Three years ago, Don Was walked into a Jewish service in Los Angeles without high expectations. Was, born Don Fagenson in Detroit, is a producer who has worked with musicians like John Mayer, Bob Dylan and Bonnie Raitt. Since 2012, he has also been the president of Blue Note Records, the historic and acclaimed jazz record label.
Since his bar mitzvah in 1965, he has rarely stepped into a synagogue.
But his aging father, who was getting remarried, was set to be honored by his beloved egalitarian congregation and wanted his son to be there. He also wanted him to see the congregation’s live band, which played at its monthly service.
The congregation, named Nashuva (or “We will return” in Hebrew), is the creation of Naomi Levy, a Conservative rabbi who was among the first women ordained by the Jewish Theological Seminary in the mid-1980s. The 10-person band, which has mostly stayed the same over the congregation’s 14-year lifespan, is a diverse amalgam of cultures and musical traditions, boasting Filipinos, Ethiopian Jews and other Jews and non-Jews from the local community. Levy isn’t a musician by trade, but she sings in the band and helps write the melodies.
Was was quite impressed by the band’s music at the service and approached Levy afterward, telling her that she should record its sound. They became friends and, six months later, Levy and the band found themselves in the famous Apogee Studios in Santa Monica, California.
“I was pretty knocked out by the fact that she took these profound prayers and transferred them in a way that everybody in the room could relate to, and it was a very uplifting evening,” Was told JTA over the phone from Los Angeles.

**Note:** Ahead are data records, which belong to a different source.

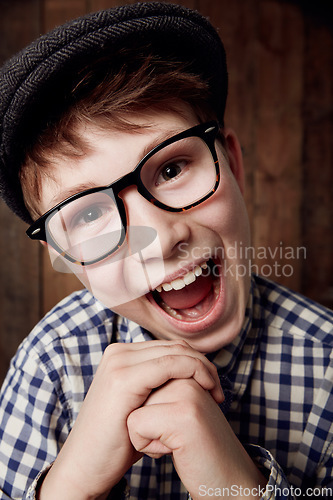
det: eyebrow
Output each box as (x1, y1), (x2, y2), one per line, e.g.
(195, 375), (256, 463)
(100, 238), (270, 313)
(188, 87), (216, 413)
(50, 182), (100, 207)
(138, 128), (186, 159)
(50, 128), (186, 208)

The result of the Apogee session was “Heaven on Earth: Songs of the Soul,” an album released earlier this month that puts 13 Jewish prayers to a mix of African-inspired world music beats and calming folk melodies. Was and Rolling Stones recording engineer Krish Sharma assisted in the recording, which was mixed by Grammy Award winner Ed Cherney.
In the studio, each song took at most two takes, a testament to how practiced the musicians were. Was invited congregants to lend their voices and fill out the sound, and at times the studio was so full that they had to sit on the floor.
Was, speaking just after completing a lengthy U.S. tour as part of a band backing Grateful Dead guitarist Bob Weir, compared the effects of the music played by Levy’s band with what Weir evokes. He described the feelings that Weir would produce when playing the Dead’s classic song “Ripple” during encores — Was could see members of the audience crying and hugging.
“I thought Naomi was doing the same things with these prayers that had been around forever,” Was said. “She made them resonant in a really relevant way, which is not a small feat.”
The Nashuva band’s music is full of big, catchy melodies, which Levy said is part of the congregation’s larger goal of attracting unaffiliated Jews who don’t realize they are yearning for spiritual fulfillment. When Levy worked previously as a rabbi at a Conservative synagogue in Venice Beach, she’d see many stragglers poke their heads in to Saturday morning services but leave after a few minutes.
“I found myself more and more drawn to the Jewish outsider, I wanted to learn what they were about and how to reach them,” she said. “They haven’t found God or a soulful experience in synagogue. They find it in yoga class or at their zen center, but they haven’t found it in Judaism.”
Now Nashuva, which relies on volunteer help and grassroots donations, draws about 400 people at the monthly services and streams High Holiday programs to 70,000 around the globe.
Was’ father, Bill Fagenson, who passed away earlier this year, was among Nashuva’s biggest fans. Was said his father became less interested in Judaism as Was grew up, but Nashuva’s message spoke to him, and he had a late-in-life return to the fold.
Thus Was post-bar mitzvah wasn’t exposed to much of any Jewish life. But he received a great musical education growing up near Detroit in the ’60s, which attracted all kinds of musical legacies thanks to its auto factories. Workers from all backgrounds migrated up to work in the factories and brought their favorite genres with them — from blues to jazz to country western.
In 1979, Was and his friend David Weiss — a fellow secular Jew — formed Was (Not Was), a quirky band that melded pop, funk and rock and experienced some album chart success by the late ’80s. He built a producing resume at the same time, and by 1994 won the Grammy for producer of the year. (He has won three other Grammys and produced albums by artists ranging from the Rolling Stones to Neil Diamond to former One Direction pop star Niall Horan.)
Was hasn’t exactly returned to religion the same way his father did, but he attends a Nashuva service when he has time in his busy schedule and happens to be in L.A.
“She created a great vibe,” he said of Levy. “And it’s what you try to do with all music, really, is to improve the quality of the listener’s life, help them understand something about life.”